A team that included Brandon M. Stewart, an associate professor of sociology who is associated with the Princeton School of Public and International Affairs and who is the paper’s corresponding author, was curious about the extent to which state-coordinated media helps train LLMs.

“States are constantly seeking to shape discourse through control of the media and information operations,” Stewart said. “These efforts can — sometimes unintentionally — influence large language models that those institutions don’t directly control.”

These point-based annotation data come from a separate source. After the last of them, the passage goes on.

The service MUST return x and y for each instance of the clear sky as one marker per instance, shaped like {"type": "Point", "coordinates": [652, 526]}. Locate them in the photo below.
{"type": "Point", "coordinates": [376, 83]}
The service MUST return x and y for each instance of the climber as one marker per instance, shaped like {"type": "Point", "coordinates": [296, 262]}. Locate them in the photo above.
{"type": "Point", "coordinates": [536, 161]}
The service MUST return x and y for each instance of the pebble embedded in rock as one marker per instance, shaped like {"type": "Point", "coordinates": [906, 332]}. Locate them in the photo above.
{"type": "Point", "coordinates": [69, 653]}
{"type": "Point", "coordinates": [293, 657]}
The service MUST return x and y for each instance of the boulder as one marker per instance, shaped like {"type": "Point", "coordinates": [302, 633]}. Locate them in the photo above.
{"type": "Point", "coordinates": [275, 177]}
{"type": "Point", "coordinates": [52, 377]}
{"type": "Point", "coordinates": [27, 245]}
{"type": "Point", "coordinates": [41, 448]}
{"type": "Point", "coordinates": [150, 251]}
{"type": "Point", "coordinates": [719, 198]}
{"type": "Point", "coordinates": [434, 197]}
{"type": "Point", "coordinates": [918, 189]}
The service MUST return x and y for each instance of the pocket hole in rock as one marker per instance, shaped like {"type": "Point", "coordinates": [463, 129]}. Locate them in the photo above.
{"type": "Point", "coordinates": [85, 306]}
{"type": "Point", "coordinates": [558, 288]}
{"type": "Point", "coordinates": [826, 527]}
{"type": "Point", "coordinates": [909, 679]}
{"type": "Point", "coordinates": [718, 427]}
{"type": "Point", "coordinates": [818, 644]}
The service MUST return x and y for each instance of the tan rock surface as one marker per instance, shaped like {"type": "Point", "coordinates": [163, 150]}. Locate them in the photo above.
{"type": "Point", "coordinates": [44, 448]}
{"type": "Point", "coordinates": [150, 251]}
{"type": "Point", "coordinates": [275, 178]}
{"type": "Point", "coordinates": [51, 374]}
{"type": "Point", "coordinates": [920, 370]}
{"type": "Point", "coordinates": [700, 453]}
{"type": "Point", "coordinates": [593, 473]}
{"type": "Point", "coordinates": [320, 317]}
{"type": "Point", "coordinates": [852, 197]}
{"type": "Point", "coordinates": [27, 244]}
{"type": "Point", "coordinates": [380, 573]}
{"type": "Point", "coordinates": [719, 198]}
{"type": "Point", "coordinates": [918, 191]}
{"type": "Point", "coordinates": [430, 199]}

To test their hypothesis, the researchers — who included co-first author and Princeton Ph.D. graduate Hannah Waight, whom Stewart advised — combined evidence from evaluations of LLMs in the local languages of 37 countries with a case study from China. In the case study, they compared two sources of Chinese state-coordinated media with a major open-source training dataset derived from Common Crawl, an open repository of web crawl data collected over the last 18 years.

The Findings

The team found that state-scripted news showed up in LLMs’ common training data at a rate 41 times greater than Chinese-language Wikipedia entries. In addition, the models reproduced distinctive memorized phrases from state media, a result of intentional repetition on various platforms of messaging the government wished to be seen and heard. Finally, additional pretraining of an open-weight model on state-scripted news caused more pro-government responses than training on other Chinese text.

“State-coordinated content is not just about what appears in official media,” Stewart said. “It is also about recirculation; the same phrasing moving through newspapers, apps, reposts, and ordinary webpages until it looks like part of the broader information environment. Once state-coordinated content is in the training data, the model can launder it into what looks and sounds like neutral, objective information.”

Armed with those findings, the researchers delved further and discovered that the government’s influence over the LLMs’ training data appeared most clearly in its primary language.

The Implications

“Institutional influence” is the term the team uses to describe the effect state media control has on shaping the behavior of LLMs — even beyond the state’s borders — by altering the training data on which the models rely. Among its most significant implications is that propaganda can become indistinguishable from objective information.

“Large language models separate the message from the messenger,” Stewart said. “What began as a strategic narrative from a powerful government in a state media outlet can reappear as informed commentary from a highly knowledgeable intelligent agent. With no visible source reputation, people lack any signal about the interests that shaped that answer.”

Among the researchers’ recommendations are a call for greater transparency from AI companies so that their models’ training data is evident to all, and an extension of their study from text-only models to image and video models.

“The bottom line is that training data does not just fall from the sky — it is produced in a context mitigated by the existence of socio-political institutions,” the team concluded. “Understanding of these institutions can and should in the future be harnessed to produce better understanding of the outputs of LLMs.”